So once again, I find myself in the last week of my cycle and waiting for either the infamous AF or, hopefully, a BFP. To someone who does not have to work so hard to TTC, they might not understand how it feels throughout the month.
In the beginning of my cycle, it's really a mix of emotions. I'm disappointed that I'm not pregnant for another month, but I quickly go to preparing myself for what I need to do for my next month in order to TTC again. Then there's all the other things in between, like meds, and temping, and OPK's and the right lubricant. So meanwhile I'm having to put my body through all this "stuff" and all Bob has to do is show up for sex. Yeah, poor Bob!
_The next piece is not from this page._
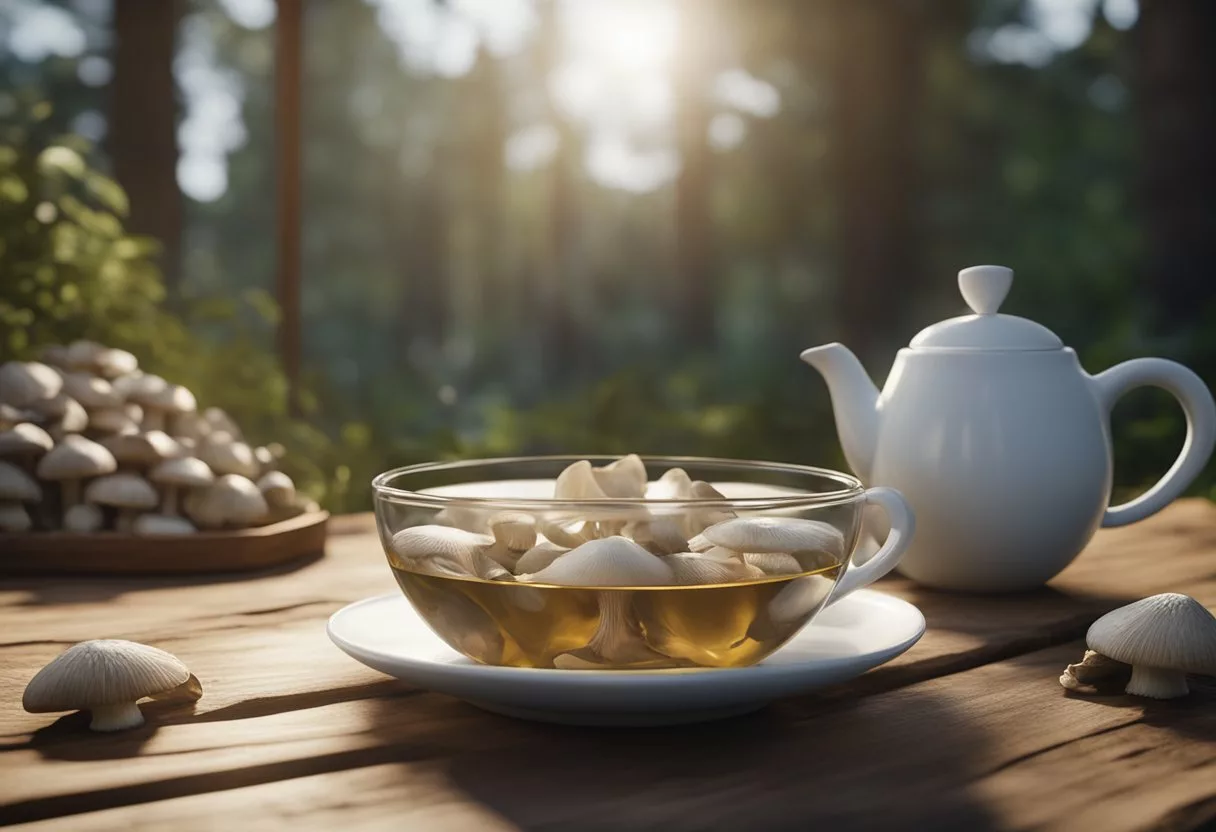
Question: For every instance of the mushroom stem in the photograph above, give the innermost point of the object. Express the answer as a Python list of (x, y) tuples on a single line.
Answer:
[(614, 637), (116, 717), (71, 493), (1158, 682), (169, 505)]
And then I get to this week, the last week of my cycle, and I sit and wait. I know at this point that we've done all we can for a month, but the wait is agony. I look for signs, any signs, that I may or may not be pregnant. This week is a little different in that I'll go in on Wednesday for blood work to check my progesterone level; if it's high, than I've successfully ovulated - low and it's another cycle of Clomid. And then even if I have ovulated, there's no guarantee that this is the month.
I fully admit that I'm tired. Sometimes I wonder if I really want to do this anymore. Why, especially after losing Robert, that I have to work so hard to become pregnant again? And then I remember that God knows so much better than I do what is best for me. He knows my body inside and out. He quietly urges me to have faith and keep believing that he has it all under control. He requires that I surrender my fertility, just like everything else, to him and him alone.